今回は、そのモーツァルトの中で僕の一番好きな曲についてお話しする。
まあ、僕もモーツァルトを全部制覇した訳では無いので偉そうなことは言えぬ立場といえ、
とりあえずこれが一番!というの挙げるとするならば、それはオペラ「魔笛」になる。
オペラなので中に一杯曲が入っているだろうとのご意見もあるだろうが、ここは「魔笛」一括りで
1曲とみなしてもらうことで、今日のところは御勘弁願いたい。
「 魔笛」については、僕は今まで聴いたクラシックの中でも、バッハの「平均律クラヴィーア曲集(第1・2巻)」
と並んで最も好きな音楽である。
邦題の「魔笛」は些か堅苦しい。
英語の「Magic Flute」が良い。

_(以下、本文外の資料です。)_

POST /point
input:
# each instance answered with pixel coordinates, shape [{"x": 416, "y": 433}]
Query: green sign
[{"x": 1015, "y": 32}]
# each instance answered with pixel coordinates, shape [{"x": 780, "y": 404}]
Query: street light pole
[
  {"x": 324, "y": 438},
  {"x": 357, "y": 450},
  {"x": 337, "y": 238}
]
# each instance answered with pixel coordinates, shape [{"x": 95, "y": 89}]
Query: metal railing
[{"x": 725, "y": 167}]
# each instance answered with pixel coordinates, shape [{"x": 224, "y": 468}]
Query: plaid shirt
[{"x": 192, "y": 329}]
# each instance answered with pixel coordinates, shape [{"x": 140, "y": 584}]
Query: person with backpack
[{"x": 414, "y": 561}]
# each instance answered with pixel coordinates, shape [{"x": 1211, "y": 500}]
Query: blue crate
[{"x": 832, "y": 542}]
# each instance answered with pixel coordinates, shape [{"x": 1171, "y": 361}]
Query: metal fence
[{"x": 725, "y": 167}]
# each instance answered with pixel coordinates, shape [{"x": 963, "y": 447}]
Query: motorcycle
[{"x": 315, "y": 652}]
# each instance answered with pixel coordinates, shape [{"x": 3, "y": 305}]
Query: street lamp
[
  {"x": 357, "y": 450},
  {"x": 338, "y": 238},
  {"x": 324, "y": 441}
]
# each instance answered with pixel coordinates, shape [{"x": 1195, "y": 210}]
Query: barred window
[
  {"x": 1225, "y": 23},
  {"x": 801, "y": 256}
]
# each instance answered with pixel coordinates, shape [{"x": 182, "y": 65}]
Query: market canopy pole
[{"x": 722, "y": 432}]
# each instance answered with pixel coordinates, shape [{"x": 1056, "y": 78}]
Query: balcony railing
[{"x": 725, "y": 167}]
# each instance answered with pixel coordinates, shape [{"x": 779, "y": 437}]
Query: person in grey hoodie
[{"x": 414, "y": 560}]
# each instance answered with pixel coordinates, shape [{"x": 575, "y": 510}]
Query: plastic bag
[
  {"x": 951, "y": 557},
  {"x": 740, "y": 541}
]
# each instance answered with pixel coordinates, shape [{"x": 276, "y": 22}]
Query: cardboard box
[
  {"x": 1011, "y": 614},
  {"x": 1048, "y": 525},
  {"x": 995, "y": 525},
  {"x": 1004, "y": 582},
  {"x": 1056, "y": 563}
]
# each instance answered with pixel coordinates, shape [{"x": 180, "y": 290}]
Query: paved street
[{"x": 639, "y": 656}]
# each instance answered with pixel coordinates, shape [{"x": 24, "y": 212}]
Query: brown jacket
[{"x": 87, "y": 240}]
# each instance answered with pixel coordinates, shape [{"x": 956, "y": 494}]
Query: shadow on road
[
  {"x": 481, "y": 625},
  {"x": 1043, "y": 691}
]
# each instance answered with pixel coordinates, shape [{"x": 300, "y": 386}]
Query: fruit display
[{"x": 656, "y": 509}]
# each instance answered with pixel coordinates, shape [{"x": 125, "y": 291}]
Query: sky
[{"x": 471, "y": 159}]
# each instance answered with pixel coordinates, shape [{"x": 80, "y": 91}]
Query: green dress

邦題も「魔法の笛」でいいのに・・・。
全体に漂う神秘的な雰囲気。
脚本には宗教的な概念が盛り込まれているそうだ。
しかしこのオペラには聖もあれば俗もあり、善も悪も出てくる。あの明るい
モーツァルトも出てくれば、暗く陰鬱なモーツァルトも出てくる。
ところがそれらが渾然一体となり調和し、それぞれに輝きを放ちながら、
見事な芸術的空間を形作るのである。
一つの小宇宙といっていいかもしれない。
主人公タミーノや、聖者ザラストロのアリアも勿論感動する。
だがもしかしたら聴衆が一番心を揺さぶられるのは、俗の代表のようなパパゲーノが出てくるシーンで、
老婆だと思っていた女性が実は自分の伴侶になるパパゲーナだとわかった時に歌う二重唱の所かもしれない。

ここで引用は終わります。